The Waldensian and Methodist Church in the face of homosexuality. What has changed in the last ten years?
Reflections by Gregorio Plescan, Waldensian pastor
In the last decade the approach of the Waldensian and Methodist churches to the homosexual universe has changed. This did not happen in a particularly sensational or uniform way, because there are certainly also various "spaces of homophobia" in our communities and it is good to remember this, to avoid deluding ourselves too much of being in a small corner of great tolerance, better from world around us.
The deepest change is given by the fact that today, in many Waldensian and methodist communities, we can speak openly about the question of homosexuality, just as it is not a taboo to think, say and write that even gay and lesbian couples must be able to have some form of recognition of their relationship by the Church.

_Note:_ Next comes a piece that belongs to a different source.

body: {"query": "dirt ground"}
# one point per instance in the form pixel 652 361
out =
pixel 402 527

It is not an easy path: in all the churches a certain conservatism and a certain moralism lurks, which does not only concern the sphere of affectivity, but which in reality often makes sure that the test bench of the faith is essentially the chamber from Bed.
Being able to speak serenely of homosexuality in the church also means accepting to reveal how and what regard to each one of us is moralistic and raising a difficult but indispensable question, the one according to which love has many ways of expressing itself and nobody can say which if There is one admissible one.
The change of perspective with respect to homosexuality has implied a rethinking that touches at least three aspects of our usual way of thinking: the reading and interpretation of the Bible and our history.
With regard to the Bible, the question of the glasses one wears to read it has arisen (and continues to arise again). Scripture has often been considered a "container of recipes" to be applied to reality, even when its approaches to the world reflect situations that are now very distant in time and linked to social and political conditions that are difficult to compare with ours.
In short, we must understand that "conforming our lives to the Bible" does not mean pretending to live in the time of King David or Jesus, but rather making the effort to compare the situations of those who speak the Bible to those we experience.
A real effort, because it forces us to compare, listen and admit that the "truth" must be sought day by day and we cannot pretend that it has been revealed to us once and for all. This operation is demanding but useful for addressing other facets of the relationship between faith and life, not just the ethical ones.
The relationship with history is equally delicate and not so easy to understand for those who are not Waldensian. Like all groups, the Waldensians also have a "collective mythology", an image of themselves which is much more solid than one might imagine: the history of the Waldensians, so painfully marked by wars and persecutions, has ensured that often the qualities of the reference characters were the virile firmness of the heroes and the traditional femininity of the heroines.
It is therefore not easy for everyone, to imagine that some historical reference characters were gay and lived their homosexuality in the dark, with anguish and shame: until a few years ago, for example, a book on the methodist Jacopo Lombardini, who died martyr in a German lager because Anti -fascist militant, he took an incredible tour of words to say and not say that perhaps he was gay.
Talking about homosexuality wants in practice to say that even the brother or sister can be homosexual without this constituting a problem or that it is followed by a "yes, but ...".
The churches tend to present themselves as neutral entities and above the parties, but in reality the relationships that are established there are often the mirror of the values and disvalues of society in who they move. In our tradition, as for other in many other Italians, there are undoubtedly patriarchal incrustations and a certain way of thinking about the relationships between people is based by a series of unwritten but binding laws.
Opening yourself to frank discussions on homosexuality also means accepting that there are different ways of living some clips of one's existence, in which some can be discovered that there are ways of being and acting unspeakable that instead I can be rethought.
This is a journey, for now, above all begun and not completed. The day in which we will learn to think of others as people whom God loved and for whom Jesus died on the cross - without prejudices of various kinds - is yet to come.
But, like the disciples of Emmaus in the Gospel of Luke, we are all on the way!
* Gregory Plescan he is a pastor of the Waldensian and Methodist church. He published “Questions about the devil. What does the Bible say about it?” (Claudiana, 1994), “Living the Bible. Biblical simulations” (British Biblical Society, 1997), “Hell-purgatory-paradise” (Claudiana, 2000). He has been collaborating on the Gionata project for some time.